J’entends par là une manière qui soit à la fois personnelle, réfléchie, et désireuse d’atteindre une certaine vérité. Une manière de s’engager, de prendre des risques, de dire quelque chose de particulier et d’original. Quand on arrive à la scène de sexe, dans un film ou dans un livre, la plupart du temps, soit on élude, soit on trouve des périphrases, des métaphores pour contourner l’obstacle. Quant à la pornographie, elle ne cherche pas une expression personnelle. Elle se nourrit de conventions, de stéréotypes.
En même temps, je comprends que pour lire une scène de sexe, il faut y être préparé, être dans une certaine disponibilité. On n’a pas envie d’être aveuglé par une lumière trop crue. C’est toujours désagréable d’arriver au milieu des ébats des autres quand on ne s’y attend pas. Mon livre annonce la couleur. Il ne prend personne au dépourvu.
Pour en revenir à cette lacune, à ce vide littéraire, j’ai l’impression que si les auteurs classiques avaient pu parler du sexe, on vivrait mieux avec lui, plus en paix. Leur vision nous manque. J’aurais aimé savoir ce que pensait Proust, La Bruyère, Pascal, de l’acte sexuel. J’aurais aimé lire une scène de sexe écrite par eux. Il existe des anthologies de scènes érotiques, mais ce ne sont jamais les classiques qui parlent. Cela concerne l’époque contemporaine. Il existe une littérature érotique, mais c’est différent. Elle ne décrit pas vraiment l’acte sexuel, elle donne à voir, elle montre les choses de l’extérieur, jamais de l’intérieur. Elle ne détaille rien.
Le sexe pose, plus que n’importe quelle autre expérience, il me semble, la question du point de vue. Il n’a pas du tout la même forme vu de l’intérieur et vu de l’extérieur. Aussi la littérature est-elle la plus apte à en parler, puisqu’à travers le langage, c’est ce qu’elle tente de cerner, ce rapport entre ce qui est extérieur, le monde, et ce qui est intérieur, soi, la conscience subjective. Le manque se situe à ce niveau-là : parler du sexe de l’intérieur du sujet, en faire une expérience subjective.

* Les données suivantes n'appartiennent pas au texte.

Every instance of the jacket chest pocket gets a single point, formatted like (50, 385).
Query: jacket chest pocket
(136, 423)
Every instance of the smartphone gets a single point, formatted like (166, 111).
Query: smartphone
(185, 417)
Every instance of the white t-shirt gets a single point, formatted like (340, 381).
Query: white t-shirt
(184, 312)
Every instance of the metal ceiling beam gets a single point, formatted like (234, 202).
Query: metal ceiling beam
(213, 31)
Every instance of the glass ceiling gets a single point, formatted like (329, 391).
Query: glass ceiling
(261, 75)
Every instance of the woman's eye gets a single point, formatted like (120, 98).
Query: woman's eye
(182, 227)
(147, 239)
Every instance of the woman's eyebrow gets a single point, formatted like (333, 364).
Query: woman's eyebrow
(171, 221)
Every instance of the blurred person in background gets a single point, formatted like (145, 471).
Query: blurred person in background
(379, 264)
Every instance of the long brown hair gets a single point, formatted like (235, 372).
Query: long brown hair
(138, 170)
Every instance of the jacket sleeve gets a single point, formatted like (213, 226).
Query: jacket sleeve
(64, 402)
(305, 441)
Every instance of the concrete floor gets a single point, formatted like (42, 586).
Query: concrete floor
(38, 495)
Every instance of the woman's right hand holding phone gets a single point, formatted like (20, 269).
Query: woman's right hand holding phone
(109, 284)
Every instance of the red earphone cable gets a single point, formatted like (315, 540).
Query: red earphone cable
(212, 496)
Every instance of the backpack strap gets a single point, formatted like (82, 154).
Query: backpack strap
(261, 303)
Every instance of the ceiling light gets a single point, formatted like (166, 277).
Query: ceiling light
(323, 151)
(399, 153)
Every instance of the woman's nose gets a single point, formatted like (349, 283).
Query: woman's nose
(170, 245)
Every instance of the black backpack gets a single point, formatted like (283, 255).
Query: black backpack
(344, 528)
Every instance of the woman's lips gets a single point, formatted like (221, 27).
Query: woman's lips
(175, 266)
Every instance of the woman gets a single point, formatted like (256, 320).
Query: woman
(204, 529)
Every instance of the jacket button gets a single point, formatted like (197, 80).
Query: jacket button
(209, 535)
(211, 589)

Alors, vous avez voulu parler à la place des auteurs ?
Oui, j’ai imaginé pouvoir réparer le manque. J’allais m’enfoncer dans la matière des œuvres, me glisser dans la peau des auteurs et me remplir de leur pensée, de leur sensibilité, de leur langage. C’est ce que j’ai appelé le pastiche par procuration. Je trouvais cette idée intéressante. Celle de rendre hommage aux auteurs en les faisant parler à travers moi. C’est une démarche proche de l’expérience spirite. Victor Hugo à Jersey faisait tourner les tables et appelait l’esprit des grands auteurs. Il a transcrit ces séances*. Il convoque Shakespeare, Eschyle, Molière. Il fait parler le Drame, le Roman, la Poésie, l’Idée, les vers, la terre, un crâne, un premier clou, un second clou, Galilée, la Mort. C’est complètement délirant. Il fait même parler Jésus Christ. Dans Orphée, (-Qui est là ? –Ta mort.), Jean Cocteau a retrouvé l’atmosphère qui émane de ces séances. Il y a une liberté extraordinaire dans cette idée de donner la parole aux morts, quelque chose qui fait voler en éclats l’espace et le temps. Un espoir fou qui est celui même de la littérature.

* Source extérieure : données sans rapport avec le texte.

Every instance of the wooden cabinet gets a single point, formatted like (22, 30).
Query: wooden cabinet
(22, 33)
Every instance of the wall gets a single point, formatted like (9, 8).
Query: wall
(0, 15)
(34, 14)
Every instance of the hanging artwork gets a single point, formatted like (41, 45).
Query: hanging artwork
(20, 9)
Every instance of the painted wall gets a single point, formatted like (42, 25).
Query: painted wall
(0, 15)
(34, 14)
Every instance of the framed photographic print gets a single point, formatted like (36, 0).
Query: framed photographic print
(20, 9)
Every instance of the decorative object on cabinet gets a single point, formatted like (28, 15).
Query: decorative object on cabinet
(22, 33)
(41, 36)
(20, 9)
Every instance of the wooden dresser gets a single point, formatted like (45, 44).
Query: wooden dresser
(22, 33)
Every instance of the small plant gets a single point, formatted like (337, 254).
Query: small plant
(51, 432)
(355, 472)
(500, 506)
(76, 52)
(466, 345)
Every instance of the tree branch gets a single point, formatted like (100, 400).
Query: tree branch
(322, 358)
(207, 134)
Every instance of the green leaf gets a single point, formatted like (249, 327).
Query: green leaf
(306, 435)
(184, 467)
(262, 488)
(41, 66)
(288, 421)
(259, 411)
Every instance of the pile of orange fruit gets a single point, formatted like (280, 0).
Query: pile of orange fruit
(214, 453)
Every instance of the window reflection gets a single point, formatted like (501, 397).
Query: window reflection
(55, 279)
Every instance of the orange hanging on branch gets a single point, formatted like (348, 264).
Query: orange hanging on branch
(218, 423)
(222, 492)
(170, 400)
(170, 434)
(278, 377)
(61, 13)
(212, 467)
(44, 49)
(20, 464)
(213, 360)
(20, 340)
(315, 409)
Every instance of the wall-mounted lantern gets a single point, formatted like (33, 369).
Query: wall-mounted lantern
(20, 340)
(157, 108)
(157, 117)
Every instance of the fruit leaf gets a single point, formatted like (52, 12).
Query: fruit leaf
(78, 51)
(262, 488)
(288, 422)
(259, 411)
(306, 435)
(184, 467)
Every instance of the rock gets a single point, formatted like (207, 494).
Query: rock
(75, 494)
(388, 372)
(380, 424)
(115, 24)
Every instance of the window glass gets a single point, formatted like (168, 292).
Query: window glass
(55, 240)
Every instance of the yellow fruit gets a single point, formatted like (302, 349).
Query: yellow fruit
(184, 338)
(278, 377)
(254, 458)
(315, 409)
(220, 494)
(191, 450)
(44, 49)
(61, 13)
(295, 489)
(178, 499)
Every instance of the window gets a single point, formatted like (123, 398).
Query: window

* Une petite maison d’édition, La Licorne ailée, a publié ces transcriptions dans Les Vents du Tombeau (2002).
(voir dans « curiosités », si cela vous tente. )

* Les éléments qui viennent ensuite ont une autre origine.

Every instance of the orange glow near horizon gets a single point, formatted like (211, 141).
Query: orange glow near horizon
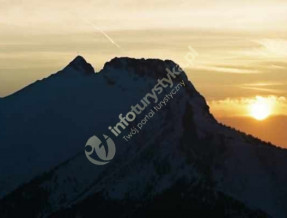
(260, 109)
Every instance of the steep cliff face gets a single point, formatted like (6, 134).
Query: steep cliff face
(174, 154)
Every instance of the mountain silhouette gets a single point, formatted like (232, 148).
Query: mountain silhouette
(182, 163)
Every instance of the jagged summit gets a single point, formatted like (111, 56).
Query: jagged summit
(81, 65)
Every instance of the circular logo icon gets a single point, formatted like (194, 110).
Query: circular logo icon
(103, 152)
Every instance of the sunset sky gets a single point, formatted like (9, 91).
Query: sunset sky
(234, 51)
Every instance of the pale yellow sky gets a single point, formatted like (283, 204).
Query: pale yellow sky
(232, 50)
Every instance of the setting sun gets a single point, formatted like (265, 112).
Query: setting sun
(260, 109)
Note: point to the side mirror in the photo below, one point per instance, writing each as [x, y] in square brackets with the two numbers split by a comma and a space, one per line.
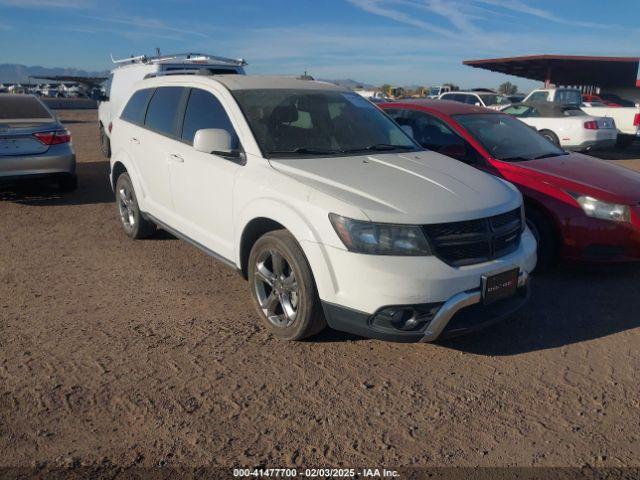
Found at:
[408, 129]
[216, 141]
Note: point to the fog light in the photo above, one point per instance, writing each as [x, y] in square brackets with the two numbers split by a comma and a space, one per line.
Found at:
[404, 319]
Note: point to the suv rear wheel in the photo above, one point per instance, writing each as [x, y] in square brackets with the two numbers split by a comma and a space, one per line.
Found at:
[131, 219]
[282, 287]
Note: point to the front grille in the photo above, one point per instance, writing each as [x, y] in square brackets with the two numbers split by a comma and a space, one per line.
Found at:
[475, 241]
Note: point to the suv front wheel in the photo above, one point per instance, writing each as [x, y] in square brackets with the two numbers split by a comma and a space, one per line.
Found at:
[282, 287]
[131, 219]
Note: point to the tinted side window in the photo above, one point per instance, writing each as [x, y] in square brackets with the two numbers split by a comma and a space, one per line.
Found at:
[137, 106]
[205, 111]
[435, 135]
[539, 97]
[162, 114]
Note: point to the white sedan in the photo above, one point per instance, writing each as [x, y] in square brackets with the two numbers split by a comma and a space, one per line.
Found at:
[567, 126]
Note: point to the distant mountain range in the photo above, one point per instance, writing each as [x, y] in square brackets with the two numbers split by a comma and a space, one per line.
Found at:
[14, 73]
[351, 84]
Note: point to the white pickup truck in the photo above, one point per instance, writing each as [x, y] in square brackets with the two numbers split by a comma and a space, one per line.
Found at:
[627, 119]
[131, 70]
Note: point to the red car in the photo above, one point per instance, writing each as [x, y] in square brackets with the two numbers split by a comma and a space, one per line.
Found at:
[578, 207]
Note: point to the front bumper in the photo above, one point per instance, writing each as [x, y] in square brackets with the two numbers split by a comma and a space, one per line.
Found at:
[591, 145]
[461, 314]
[593, 240]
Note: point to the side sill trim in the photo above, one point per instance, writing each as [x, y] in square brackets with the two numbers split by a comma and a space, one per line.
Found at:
[191, 241]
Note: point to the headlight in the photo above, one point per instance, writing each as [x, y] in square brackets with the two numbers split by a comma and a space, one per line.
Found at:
[380, 238]
[606, 211]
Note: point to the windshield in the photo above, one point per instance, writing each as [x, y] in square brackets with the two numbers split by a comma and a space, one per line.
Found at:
[507, 138]
[491, 99]
[301, 122]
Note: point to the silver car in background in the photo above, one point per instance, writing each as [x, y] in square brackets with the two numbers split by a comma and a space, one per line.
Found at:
[33, 143]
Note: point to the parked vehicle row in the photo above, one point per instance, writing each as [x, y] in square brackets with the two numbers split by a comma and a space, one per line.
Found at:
[479, 99]
[406, 221]
[627, 119]
[578, 207]
[567, 126]
[564, 115]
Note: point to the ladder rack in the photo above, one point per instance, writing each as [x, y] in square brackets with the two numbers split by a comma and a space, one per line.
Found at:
[196, 58]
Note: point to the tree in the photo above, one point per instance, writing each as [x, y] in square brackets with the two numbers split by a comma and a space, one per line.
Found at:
[508, 88]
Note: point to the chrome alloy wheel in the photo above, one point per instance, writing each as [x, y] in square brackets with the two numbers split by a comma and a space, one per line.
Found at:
[276, 288]
[126, 207]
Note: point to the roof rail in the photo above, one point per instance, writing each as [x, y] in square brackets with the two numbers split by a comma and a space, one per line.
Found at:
[183, 57]
[204, 71]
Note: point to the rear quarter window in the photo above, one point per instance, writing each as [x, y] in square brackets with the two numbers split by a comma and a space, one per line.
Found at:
[136, 107]
[162, 113]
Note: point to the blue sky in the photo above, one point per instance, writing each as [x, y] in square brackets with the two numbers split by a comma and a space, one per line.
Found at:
[403, 42]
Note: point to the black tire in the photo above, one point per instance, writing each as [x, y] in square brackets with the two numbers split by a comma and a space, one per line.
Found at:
[303, 301]
[549, 135]
[68, 183]
[131, 219]
[625, 141]
[105, 143]
[542, 228]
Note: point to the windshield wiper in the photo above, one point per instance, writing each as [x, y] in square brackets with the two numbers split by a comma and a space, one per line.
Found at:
[549, 155]
[305, 151]
[516, 159]
[380, 147]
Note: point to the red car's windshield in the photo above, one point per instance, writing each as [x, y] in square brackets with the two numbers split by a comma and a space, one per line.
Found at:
[507, 138]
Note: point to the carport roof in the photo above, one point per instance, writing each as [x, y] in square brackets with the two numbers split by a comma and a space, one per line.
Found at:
[566, 69]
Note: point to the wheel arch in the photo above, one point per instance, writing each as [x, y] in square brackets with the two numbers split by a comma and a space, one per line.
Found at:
[252, 231]
[267, 214]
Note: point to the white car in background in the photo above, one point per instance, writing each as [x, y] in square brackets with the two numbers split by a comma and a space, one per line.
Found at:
[331, 211]
[479, 99]
[566, 125]
[627, 119]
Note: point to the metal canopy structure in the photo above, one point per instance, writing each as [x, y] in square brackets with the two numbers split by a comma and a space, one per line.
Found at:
[566, 69]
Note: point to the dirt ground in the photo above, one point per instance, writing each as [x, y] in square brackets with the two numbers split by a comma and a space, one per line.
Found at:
[149, 353]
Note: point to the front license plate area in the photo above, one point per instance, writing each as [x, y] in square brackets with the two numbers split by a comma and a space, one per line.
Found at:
[499, 285]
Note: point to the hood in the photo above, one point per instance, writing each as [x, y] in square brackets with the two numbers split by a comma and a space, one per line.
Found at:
[583, 174]
[416, 187]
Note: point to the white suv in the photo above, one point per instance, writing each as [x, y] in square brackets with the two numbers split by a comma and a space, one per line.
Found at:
[323, 203]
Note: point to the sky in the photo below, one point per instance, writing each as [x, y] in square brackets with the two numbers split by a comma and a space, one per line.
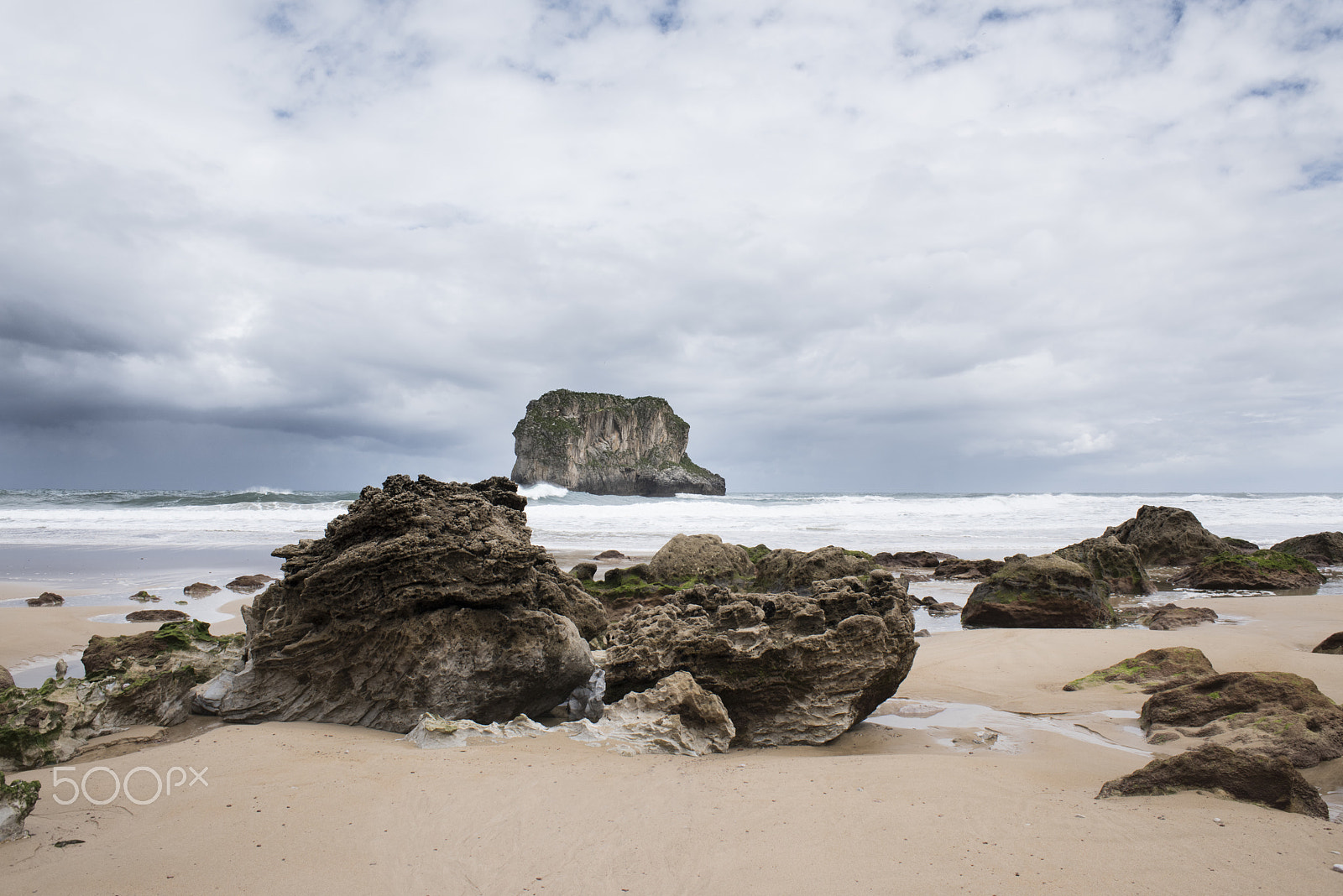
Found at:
[940, 246]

Ces pastiches, pourquoi les avoir appelés « cochons » ?
J’aime bien la rencontre de ces deux mots. L’un, très littéraire, pastiches, et l’autre, cru, vulgaire, cochons.
Je tenais à l’adjectif « cochon », même si tout le monde m’est tombé dessus. Certains ont dit que mes pastiches n’étaient pas cochons, d’autres que "cochon" avait une connotation vulgaire qui desservait le livre et découragerait les lecteurs potentiels. Oui, peut-être, mais je n’ai pas trouvé une meilleure façon de les appeler. Il faut incriminer la langue française, pas moi. Ce qui me plait dans "cochon", c’est son côté naïf, enfantin et drôle. Ce sont les enfants qui disent, enfin plutôt qui disaient, parce que le mot n’est plus tellement employé aujourd’hui : « C’est cochon. » Cela rend bien l’ambivalence du sentiment : on est à la fois gêné, amusé et fasciné. « Cochon » éclaire la dimension surréaliste du sexe. Il y a dans l’acte sexuel une étrangeté radicale, à laquelle je n’arrive pas à m’habituer. On ne se débarrasse pas aussi facilement de l’animal qui est en nous. Mais tout cela n’est pas sérieux. « Pastiches cochons », cela tient de la farce. Je n’arrive pas à prendre le sexe au sérieux. C’est sûrement une défense face à une réalité qui me trouble depuis toujours.

Vous soulevez les tabous.
Oui, le sexe est tabou. Mais c’est quand même quelque chose qu’il faut bien regarder un jour en face, sans honte, sans péché.
On a tous cherché à se représenter cette chose impensable, irreprésentable. On a tous voulu l’approcher pour l’apprivoiser. On a tous connu un livre (quand les vidéo pornos n’existaient pas, cela passait par le livre) où nous cherchions notre excitation à travers un exemple, un modèle, un précédent. Le sexe a besoin de lumière. Il est comme une nuit qui demande à être éclairée.
Si les auteurs anciens, avec la merveilleuse patine dont ils recouvraient les choses (Proust l’appelle « le vernis des maîtres ») nous avaient parlé du sexe, s’ils lui avaient donné une langue et à nous une vision, qu’elle soit joyeuse, tragique, obscène, magnifique, peu importe, du moment qu’il fût représenté, recherché, traqué dans sa vérité, une lumière brillerait en nous. Mais nous nageons dans l’obscurité. Chacun se débrouille comme il peut dans son coin. La littérature ne nous a pas donné la clé qui permet de relier le sexe et les sentiments. On dirait que ce sont deux domaines séparés. Il est urgent de retrouver le chemin qui unit le corps, le cœur et l’esprit.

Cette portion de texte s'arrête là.